On 6 March 2015 a spokesman from the Chinese embassy responded to The Guardian article about our letter to President Xi Jinping.
Their reply did not address the main points but was simply a defense of China’s system of controls for their legal ivory market, which they claim is helping to protect elephants. Most discouraging is the comment on their responsibility for ‘carrying forward the intangible cultural heritage of ivory carving’, which suggests they have no intention of ending this indefensible practice.
This is our rebuttal to that reply:
We thank Deyu Miao at the Chinese embassy for the response to our open letter to President Xi Jinping (China has no truck with ivory smuggling, theguardian.com, 6 March), but must point out that this response did not address the main concerns expressed in the letter.
While we acknowledge the efforts China is making to control the domestic legal ivory trade, unfortunately these efforts do not address the unregulated flow of illegal ivory into the Chinese market, nor do they impact on the soaring demand for ivory from Chinese consumers.
It is well-documented that the legal ivory trade in China is a smokescreen for the illegal trade, and today illegal outlets far outnumber legal ones. “Once smuggled ivory reaches China, the line separating legal from illegal disappears” (IFAW, 2011).
The influx of legal ivory into the Chinese market, following the CITES stockpile sales, had the effect of spurring demand, pushing up prices, and creating a vast and unregulated gray market in which legal ivory provides outlets and opportunities for the sale of illegal ivory.

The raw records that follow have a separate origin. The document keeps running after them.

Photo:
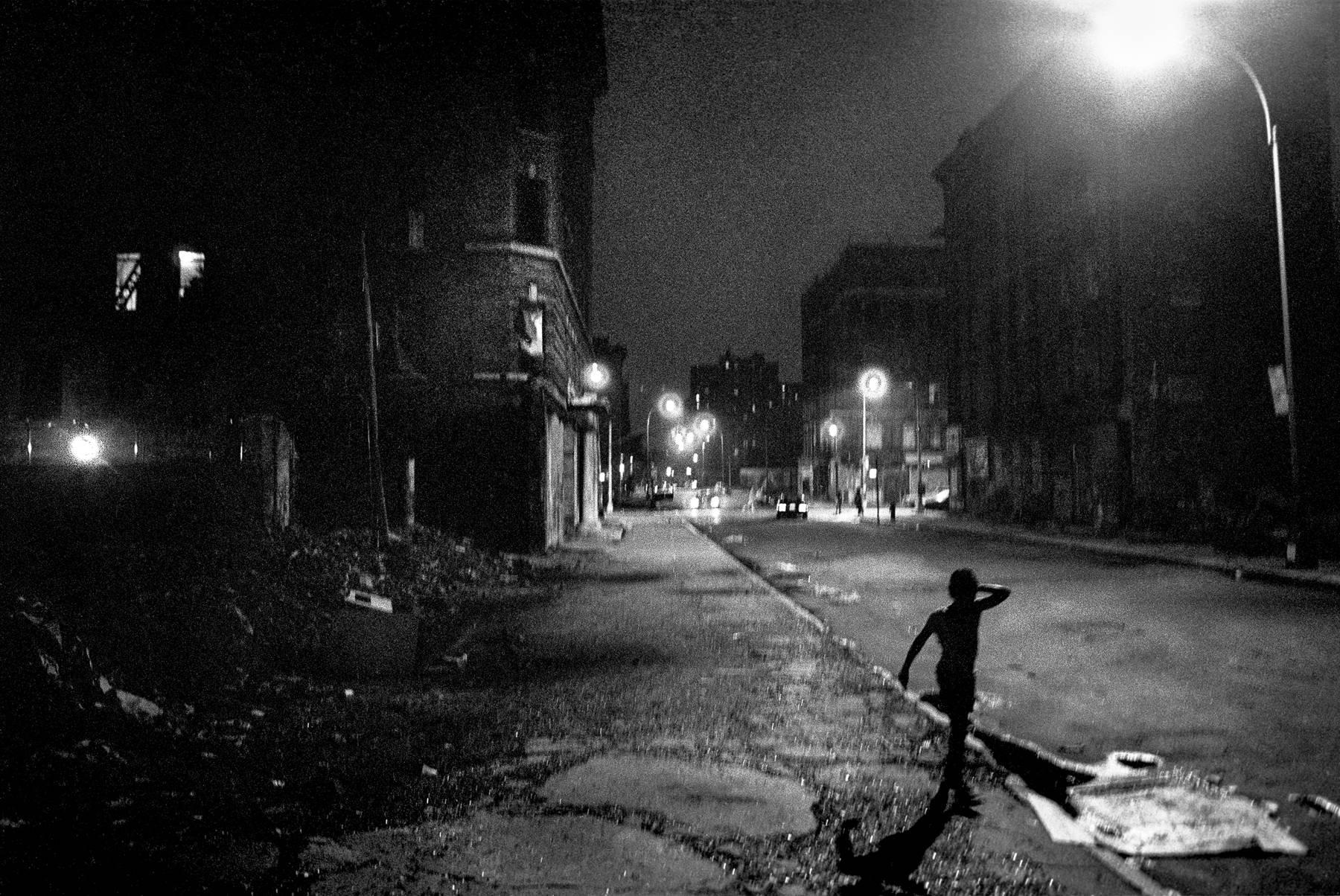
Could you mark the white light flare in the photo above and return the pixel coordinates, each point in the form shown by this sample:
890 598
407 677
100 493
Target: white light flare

Surveys of ivory retailers in China carried out by IFAW, Save the Elephants, TRAFFIC, EIA, and CITES provide conclusive evidence of the failure of the Chinese government’s regulatory mechanisms to control legal ivory sales in China.
This system of controls is inadequate, full of loopholes, and open to abuse at many levels. For example, the use of old IDs of ivory objects to sell new pieces of ivory made from illegal imports is a well-documented ruse used by ivory merchants in China; carving factories sell directly to buyers even though by law they are only allowed to sell to retail outlets; and there is a flourishing unregulated online ivory trade (though technically considered illegal).

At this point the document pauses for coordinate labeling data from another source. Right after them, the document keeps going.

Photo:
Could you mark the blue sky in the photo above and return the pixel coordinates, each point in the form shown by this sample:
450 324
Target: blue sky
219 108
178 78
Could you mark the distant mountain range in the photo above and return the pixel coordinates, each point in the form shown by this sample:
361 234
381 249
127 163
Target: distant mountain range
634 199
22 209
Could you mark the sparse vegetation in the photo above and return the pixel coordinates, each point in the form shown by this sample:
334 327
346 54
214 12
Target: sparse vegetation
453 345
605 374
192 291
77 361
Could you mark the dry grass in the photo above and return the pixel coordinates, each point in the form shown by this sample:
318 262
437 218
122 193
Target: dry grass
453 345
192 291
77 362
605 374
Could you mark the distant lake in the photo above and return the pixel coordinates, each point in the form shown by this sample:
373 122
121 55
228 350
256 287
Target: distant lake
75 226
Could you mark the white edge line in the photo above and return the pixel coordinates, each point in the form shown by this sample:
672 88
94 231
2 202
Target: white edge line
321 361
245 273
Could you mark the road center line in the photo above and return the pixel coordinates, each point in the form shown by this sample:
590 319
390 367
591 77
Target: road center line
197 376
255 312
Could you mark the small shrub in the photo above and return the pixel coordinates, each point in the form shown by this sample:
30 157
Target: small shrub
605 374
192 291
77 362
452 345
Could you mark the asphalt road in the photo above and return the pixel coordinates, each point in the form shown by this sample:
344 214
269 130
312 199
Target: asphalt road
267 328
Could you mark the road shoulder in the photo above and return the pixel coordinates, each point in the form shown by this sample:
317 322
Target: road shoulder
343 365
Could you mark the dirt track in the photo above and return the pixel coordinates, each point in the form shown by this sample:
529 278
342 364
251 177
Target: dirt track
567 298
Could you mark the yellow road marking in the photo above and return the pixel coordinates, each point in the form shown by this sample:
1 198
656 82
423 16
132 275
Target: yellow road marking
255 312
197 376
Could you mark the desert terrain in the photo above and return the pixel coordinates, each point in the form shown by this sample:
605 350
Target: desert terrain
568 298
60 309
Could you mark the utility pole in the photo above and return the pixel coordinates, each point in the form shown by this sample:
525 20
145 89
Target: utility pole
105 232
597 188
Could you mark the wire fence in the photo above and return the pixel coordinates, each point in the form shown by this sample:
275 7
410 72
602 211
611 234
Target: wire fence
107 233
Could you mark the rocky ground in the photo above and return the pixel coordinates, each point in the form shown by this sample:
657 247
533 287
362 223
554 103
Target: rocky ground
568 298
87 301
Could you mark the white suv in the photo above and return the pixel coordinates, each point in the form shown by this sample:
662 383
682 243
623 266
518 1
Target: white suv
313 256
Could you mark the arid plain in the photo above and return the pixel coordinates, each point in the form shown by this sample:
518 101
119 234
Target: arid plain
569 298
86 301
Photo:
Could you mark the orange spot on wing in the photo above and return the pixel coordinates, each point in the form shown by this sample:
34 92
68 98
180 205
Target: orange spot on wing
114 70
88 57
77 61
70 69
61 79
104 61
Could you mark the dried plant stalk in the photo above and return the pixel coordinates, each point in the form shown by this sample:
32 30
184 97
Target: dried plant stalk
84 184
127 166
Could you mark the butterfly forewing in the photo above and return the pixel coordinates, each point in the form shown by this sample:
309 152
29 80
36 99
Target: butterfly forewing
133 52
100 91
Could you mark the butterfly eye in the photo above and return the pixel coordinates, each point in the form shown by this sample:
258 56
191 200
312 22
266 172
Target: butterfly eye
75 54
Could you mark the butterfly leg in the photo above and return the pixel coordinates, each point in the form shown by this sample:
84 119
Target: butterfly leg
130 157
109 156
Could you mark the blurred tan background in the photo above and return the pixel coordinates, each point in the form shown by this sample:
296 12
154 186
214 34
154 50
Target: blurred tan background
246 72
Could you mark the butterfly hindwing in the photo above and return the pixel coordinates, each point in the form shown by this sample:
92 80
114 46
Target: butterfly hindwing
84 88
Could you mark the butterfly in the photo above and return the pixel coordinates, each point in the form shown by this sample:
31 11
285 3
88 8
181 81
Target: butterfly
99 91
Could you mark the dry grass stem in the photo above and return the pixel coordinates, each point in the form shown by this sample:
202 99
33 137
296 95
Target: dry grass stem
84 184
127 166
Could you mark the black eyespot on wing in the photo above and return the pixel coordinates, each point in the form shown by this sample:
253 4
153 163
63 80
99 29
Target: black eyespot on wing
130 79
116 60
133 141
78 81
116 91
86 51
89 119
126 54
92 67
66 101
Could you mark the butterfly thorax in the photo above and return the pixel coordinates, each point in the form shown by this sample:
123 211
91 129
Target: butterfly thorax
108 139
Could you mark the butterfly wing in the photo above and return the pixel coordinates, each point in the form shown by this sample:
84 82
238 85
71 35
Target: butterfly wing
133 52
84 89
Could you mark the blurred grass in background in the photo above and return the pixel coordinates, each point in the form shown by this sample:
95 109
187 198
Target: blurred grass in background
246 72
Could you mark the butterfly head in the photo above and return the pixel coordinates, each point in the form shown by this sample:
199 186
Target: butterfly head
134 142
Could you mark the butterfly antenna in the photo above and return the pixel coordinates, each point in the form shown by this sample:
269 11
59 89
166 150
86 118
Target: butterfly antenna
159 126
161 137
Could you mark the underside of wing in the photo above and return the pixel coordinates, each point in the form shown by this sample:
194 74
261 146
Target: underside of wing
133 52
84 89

These loopholes, as well as the sheer number of ivory retailers, make it impossible for China’s registration and certification controls to function adequately. Therefore Mr. Miao’s claim that China’s control of the legal trade is protecting elephants is very misleading and not supported by the evidence.
We stated in our letter that many countries play a part in this tragedy. But the Chinese market is the most important factor for the dramatic increase in the trade of illegal ivory (confirmed by CITES), with about 70% of the world’s illegal ivory going to China.

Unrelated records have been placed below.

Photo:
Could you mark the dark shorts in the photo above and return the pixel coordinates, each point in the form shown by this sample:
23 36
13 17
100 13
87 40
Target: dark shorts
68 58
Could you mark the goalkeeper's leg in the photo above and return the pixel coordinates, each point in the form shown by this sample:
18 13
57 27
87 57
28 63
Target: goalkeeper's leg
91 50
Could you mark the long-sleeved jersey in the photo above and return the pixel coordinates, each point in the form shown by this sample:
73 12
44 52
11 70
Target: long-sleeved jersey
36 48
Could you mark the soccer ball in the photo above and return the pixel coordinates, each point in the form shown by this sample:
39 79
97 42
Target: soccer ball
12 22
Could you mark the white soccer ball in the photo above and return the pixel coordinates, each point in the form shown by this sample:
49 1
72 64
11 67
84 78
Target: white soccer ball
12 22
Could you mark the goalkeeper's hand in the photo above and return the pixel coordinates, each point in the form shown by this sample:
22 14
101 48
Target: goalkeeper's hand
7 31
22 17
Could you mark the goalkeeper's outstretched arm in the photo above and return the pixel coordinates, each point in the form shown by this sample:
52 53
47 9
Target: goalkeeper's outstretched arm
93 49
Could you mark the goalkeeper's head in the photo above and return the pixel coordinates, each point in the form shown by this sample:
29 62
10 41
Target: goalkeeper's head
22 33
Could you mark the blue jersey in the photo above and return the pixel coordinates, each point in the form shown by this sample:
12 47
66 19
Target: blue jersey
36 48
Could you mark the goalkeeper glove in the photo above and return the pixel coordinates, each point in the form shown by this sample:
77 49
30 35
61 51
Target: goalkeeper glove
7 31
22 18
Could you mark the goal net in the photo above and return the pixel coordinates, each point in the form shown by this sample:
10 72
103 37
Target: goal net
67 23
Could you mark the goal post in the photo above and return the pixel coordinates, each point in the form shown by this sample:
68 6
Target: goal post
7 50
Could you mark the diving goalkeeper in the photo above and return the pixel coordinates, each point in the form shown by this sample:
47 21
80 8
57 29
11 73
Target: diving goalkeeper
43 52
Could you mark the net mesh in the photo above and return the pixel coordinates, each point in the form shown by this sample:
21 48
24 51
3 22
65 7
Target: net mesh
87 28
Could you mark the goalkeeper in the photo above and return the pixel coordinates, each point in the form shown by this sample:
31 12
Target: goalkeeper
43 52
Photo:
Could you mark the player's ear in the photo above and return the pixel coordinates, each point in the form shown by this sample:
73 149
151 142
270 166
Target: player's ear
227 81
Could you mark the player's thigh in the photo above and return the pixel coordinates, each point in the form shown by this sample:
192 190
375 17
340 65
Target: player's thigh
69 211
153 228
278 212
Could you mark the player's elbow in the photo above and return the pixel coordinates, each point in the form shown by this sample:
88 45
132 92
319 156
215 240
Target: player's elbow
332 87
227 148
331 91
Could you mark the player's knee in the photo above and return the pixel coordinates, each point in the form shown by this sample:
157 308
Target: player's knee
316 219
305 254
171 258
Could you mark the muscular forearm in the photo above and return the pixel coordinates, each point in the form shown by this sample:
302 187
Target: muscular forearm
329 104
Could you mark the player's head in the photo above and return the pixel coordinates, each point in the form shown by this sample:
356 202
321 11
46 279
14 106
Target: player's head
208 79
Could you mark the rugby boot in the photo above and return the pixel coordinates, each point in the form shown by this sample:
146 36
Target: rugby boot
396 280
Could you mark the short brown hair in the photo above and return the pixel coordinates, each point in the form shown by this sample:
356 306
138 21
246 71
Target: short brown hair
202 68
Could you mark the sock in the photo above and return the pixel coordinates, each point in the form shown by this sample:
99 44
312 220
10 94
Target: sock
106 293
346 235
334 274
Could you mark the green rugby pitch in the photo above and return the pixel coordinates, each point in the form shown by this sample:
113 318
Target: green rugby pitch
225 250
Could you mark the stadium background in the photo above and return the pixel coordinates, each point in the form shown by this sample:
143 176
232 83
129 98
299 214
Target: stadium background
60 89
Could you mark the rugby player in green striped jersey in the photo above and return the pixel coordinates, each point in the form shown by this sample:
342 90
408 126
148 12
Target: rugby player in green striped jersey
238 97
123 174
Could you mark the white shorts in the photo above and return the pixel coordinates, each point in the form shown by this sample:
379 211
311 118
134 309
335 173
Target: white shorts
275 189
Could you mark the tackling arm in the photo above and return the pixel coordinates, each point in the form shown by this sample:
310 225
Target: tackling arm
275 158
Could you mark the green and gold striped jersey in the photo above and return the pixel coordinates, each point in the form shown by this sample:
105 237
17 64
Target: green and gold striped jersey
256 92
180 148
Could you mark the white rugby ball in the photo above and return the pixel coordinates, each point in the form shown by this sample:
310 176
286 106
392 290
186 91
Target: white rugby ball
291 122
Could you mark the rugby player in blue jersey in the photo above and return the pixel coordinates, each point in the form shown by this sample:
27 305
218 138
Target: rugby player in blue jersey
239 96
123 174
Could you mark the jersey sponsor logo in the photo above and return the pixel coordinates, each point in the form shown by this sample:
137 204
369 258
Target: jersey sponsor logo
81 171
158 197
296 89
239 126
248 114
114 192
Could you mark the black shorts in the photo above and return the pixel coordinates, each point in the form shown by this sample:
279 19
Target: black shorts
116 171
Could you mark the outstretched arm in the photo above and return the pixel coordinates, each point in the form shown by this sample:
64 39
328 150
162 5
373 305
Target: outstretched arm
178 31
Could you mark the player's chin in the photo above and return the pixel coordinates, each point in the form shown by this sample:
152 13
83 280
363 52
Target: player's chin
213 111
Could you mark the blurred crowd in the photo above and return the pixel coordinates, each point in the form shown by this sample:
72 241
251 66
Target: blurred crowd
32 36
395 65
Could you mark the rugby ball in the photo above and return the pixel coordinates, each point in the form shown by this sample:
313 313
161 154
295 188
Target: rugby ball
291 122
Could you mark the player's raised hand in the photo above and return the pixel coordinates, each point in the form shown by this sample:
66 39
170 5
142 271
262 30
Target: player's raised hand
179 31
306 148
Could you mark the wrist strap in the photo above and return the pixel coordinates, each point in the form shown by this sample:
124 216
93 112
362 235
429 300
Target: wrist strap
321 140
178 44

Furthermore, it is no secret that Chinese nationals are the biggest buyers of ivory in Africa, and airport arrests of Chinese nationals smuggling ivory from Africa into China are also well-documented. (One of the largest of such cases was reported in November 2013, when almost 12 tons of ivory, worth 603 million yuan, was seized by Xiamen Customs.)
As long as the insatiable demand for ivory from China’s citizens is allowed to thrive, and as long as China’s government does not act decisively to shut down its domestic ivory trade, both legal and illegal, there will always be a huge incentive to poachers, and the decimation of the world’s elephant populations will continue year upon year until they are facing the abyss of extinction. Some experts believe this could come about within 10 years.
Mr. Miao cited cultural tradition to defend the ivory carving industry in China. Frankly, culture is no defense for cruelty. This explains why the Chinese people bravely ended the traditional practice of foot-binding, a practice that had brutalized Chinese women for hundreds of years. Culture is not stagnant. It has always been evolving with the progressive steps of human civilization.
China’s own accomplishments in the last century are a great testimony to its own adaptation to cultural change. No cultural or traditional practice that is outdated, unjust to its own people, and injurious to the interests of mankind as a whole, can survive the judgments of history. Arranged marriage and infanticide, practiced for thousands of years in China, failed to pass the test of history.
The ivory-carving techniques that are sustained through an unwarranted brutality to an animal species are obstructing human progress, tarnishing China’s reputation, and hurting the fundamental interest of humanity.